According to Fig 4c, the empirical testing results show calculated and measured frequencies under various environmental conditions, with small variations observed. In a controlled environment (25°C, 50% RH), the frequency varied by +3 Hz (calculated 110 Hz, measured 113 Hz). During the high-temperature test (40°C, 70% RH), a + 5 Hz variation was noted (calculated 165 Hz, measured 170 Hz). The low humidity test (15°C, 20% RH) showed minimal variation at +1 Hz (calculated 220 Hz, measured 221 Hz), while dynamic performance tests under fluctuating temperature and humidity conditions resulted in a + 5 Hz variation (calculated 160 Hz, measured 165 Hz). These results demonstrate slight but consistent frequency shifts under varying environmental conditions.

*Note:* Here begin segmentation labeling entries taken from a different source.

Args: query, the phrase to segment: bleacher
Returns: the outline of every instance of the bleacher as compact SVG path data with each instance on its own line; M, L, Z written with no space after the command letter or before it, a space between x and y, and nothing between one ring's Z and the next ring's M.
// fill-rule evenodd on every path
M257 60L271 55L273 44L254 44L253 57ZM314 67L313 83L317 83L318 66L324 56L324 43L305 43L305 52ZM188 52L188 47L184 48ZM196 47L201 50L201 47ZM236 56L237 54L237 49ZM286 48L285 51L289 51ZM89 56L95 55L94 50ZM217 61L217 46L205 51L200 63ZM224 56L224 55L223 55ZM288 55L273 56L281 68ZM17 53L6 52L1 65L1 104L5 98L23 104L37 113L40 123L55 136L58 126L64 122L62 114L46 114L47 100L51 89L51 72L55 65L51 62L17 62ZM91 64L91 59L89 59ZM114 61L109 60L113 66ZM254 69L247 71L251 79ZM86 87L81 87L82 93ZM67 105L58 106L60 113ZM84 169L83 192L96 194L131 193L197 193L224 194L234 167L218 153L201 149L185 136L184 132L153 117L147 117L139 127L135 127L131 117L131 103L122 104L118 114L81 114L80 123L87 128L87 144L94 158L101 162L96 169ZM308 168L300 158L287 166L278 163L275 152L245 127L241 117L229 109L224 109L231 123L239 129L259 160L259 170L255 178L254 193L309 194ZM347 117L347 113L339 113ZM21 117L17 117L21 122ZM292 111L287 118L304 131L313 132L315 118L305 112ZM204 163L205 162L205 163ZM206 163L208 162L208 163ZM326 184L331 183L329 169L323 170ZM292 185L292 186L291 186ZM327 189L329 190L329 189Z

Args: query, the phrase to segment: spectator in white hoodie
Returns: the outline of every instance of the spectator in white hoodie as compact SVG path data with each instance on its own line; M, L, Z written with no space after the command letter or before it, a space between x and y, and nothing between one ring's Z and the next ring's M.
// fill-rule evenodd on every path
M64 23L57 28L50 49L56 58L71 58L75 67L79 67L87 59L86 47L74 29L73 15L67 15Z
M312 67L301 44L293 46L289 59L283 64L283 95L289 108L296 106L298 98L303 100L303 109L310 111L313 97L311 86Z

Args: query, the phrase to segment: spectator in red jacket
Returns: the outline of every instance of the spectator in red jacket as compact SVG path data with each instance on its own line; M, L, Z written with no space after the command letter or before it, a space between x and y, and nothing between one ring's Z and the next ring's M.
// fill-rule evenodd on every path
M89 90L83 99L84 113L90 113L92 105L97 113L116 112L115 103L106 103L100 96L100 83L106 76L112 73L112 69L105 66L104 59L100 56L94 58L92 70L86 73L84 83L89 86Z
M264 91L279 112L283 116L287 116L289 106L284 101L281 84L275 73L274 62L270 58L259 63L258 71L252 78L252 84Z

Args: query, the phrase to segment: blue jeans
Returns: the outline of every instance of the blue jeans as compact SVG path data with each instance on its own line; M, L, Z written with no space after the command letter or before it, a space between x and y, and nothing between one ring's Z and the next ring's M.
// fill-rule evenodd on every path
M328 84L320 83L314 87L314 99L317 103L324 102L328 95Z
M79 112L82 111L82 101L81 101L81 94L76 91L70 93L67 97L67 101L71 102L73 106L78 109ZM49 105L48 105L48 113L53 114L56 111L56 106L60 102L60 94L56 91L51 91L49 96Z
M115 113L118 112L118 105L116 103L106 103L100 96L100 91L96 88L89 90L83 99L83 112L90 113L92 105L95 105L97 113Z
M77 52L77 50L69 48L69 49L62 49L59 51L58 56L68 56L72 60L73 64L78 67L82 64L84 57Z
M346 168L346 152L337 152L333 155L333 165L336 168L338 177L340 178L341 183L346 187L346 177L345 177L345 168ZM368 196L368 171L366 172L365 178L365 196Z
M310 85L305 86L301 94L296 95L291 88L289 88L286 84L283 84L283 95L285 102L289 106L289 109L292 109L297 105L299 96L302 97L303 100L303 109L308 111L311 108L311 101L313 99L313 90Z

Neuro-Fuzzy Inference System (NFIS)
In Fig 5, we see the fuzzification of input variables (Voltage, Temperature, and Humidity) and the output adjustment for the Neuro-Fuzzy Inference System (NFIS). Fig 5 (a) represents the Temperature membership functions, where “Low,” “Medium,” and “High” categories cover ranges from 10°C to 40°C, with a peak membership around 15°C, 25°C, and 35°C respectively. Fig 5 (b) shows the Voltage membership functions with similar “Low,” “Medium,” and “High” categories, capturing voltages between 0.1 V and 5 V, with peak memberships centred around 0.5 V, 2.5 V, and 4.5 V. Fig 5 (c) illustrates the Humidity membership functions, where the ranges span from 20% to 90% relative humidity, and peaks are centred at 30%, 50%, and 80% for “Low,” “Medium,” and “High” memberships. Lastly, Fig 5 (d) presents the Output Adjustment membership functions, where the system can choose between “Decrease,” “No Change,” and “Increase” adjustments based on input conditions, helping fine-tune the tension by slight adjustments within ±1 N. These membership functions enable the NFIS to interpret continuous sensor data in linguistic terms for precise tuning adjustments.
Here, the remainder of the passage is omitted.